New Wine Skins@ntarget
Recently, The Christian Post published an article titled, “The Silent Crisis in America.” The story featured the plight of more than 400,000 children in our U.S. Foster Care system, including more than 100,000 waiting for adoption. Each year, the government allocates millions of dollars and significant hours through case workers, court proceedings, training, etc. Despite the efforts of many committed and caring individuals, children are coming in at a faster rate than “the system” can handle well.
For example, in the state of Texas alone, this April 1,578 children were removed from the care of family considered negligent, i.e. these are children who came into the care of Texas foster care system. During the month of April, 1,200 children left the foster care system for various reasons. Hundreds were placed back with a family member or adopted by another family. 97 teenagers “aged out” of the system. (At 18, these teenagers are supposed to be able to fend for themselves, but the statistics on children who have “aged out” are bleak. High school graduation rates are low. Teen pregnancy, homelessness, and incarceration rates are high.) Even if one ignores the “aging out” crisis, Texas took in 378 more children than it placed in care just in the month of April.
Einstein said, “The definition of insanity is doing the same thing over and over again and expecting different results.” Bishop Aaron Blake and Assistant State Commissioner of Child Protective Services, Ms. Audrey Deckinga (pictured left), seem to agree. These two champions for children are leading a new effort to provide permanency for children in Texas who need family. Rejecting misapplied notions that the Church and state cannot work together, they are catalyzing community-by-community efforts proving otherwise.

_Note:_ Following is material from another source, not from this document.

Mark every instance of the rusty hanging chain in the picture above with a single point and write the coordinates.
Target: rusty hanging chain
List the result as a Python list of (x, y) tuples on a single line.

Last week, GO Project Texas participated in a day-long training session focused on how the state can support the Church in our Biblical mandate to care for orphans. The state’s servant spirit is impressive and encouraging, as is the bold, innovative spirit of churches like Evangel Temple in Wichita Falls. (To be inspired, read about their P.I. Project – http://www.etcwf.com/#/pi-project)
When it comes to caring for orphans in Texas or Tanzania, the status quo is insufficient. God is moving in fresh ways through His Church. We live in an Orphan Awakening, and we celebrate the servant leaders in the state and the Church who are accepting Jesus’ invitation to care for the least of these, embracing the possibilities, and getting to work to mobilize family for children in need.